Fig. 3: Transgenic validation of ABH.1.

a Structure of proUbi::ABH.1^YBM used for transformation of wheat cultivar Fielder. The construct contains the ABH.1^YBM coding sequence (CDS) and maize ubiquitin promoter region (proUbi). LB left border; RB, right border; Nos Ter, termination sequence of the Agrobacterium tumefaciens nopaline synthase gene. b Genetic complementation of ABH.1 and Ne2 was performed by crossing independent transformants (OEABH.1^YBM#1-#4) carrying proUbi::ABH.1^YBM and wheat cultivar ZZ6903 with the ne1ne1Ne2Ne2 genotype, which induced the expression of hybrid necrosis. Representative leaves of four F₁ hybrids and their corresponding parental lines are presented.
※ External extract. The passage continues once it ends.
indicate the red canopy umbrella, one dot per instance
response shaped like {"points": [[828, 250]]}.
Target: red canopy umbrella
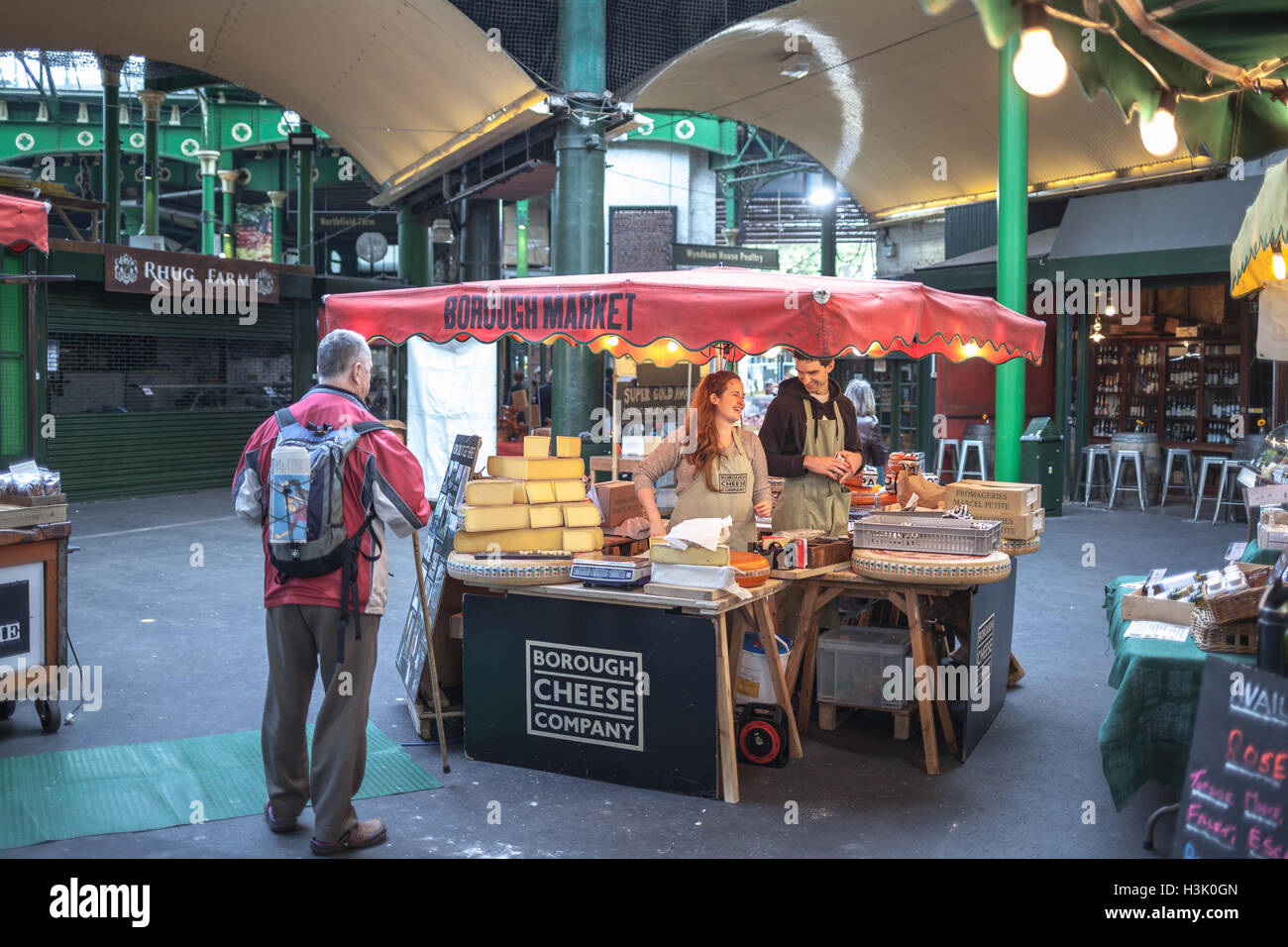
{"points": [[24, 224], [697, 315]]}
Scale bar, 1 cm. c Structure of proABH.1^M114::ABH.1^M114 used for transformation of the Ne2 overexpression transgenic line OE-T₁−1-1 (ne1ne1Ne2Ne2, OENe2) in the Fielder genetic background and the F₁ plants (ne1ne1Ne2ne2) of ZM × Fielder, respectively, by Agrobacterium-mediated transformation. The construct proABH.1^M114::ABH.1^M114 consisted of a 13,118 bp genomic fragment of ABH^M114 from M114, comprising 8157 bp the entire gene body, 2406 bp upstream native promoter and 2,556 bp downstream regulatory sequences, respectively. d Phenotypes of OENe2, positive transgenic lines (OENe2 + COMABH.1^M114#1-#3) in OENe2 background, ZM, positive transgenic lines (Ne2Ne2 + COMABH.1^M114#1-#3, and ne2ne2 + COMABH.1^M114#1) in ZM × Fielder background. Scale bar, 1 cm. Source data are provided as a Source Data file.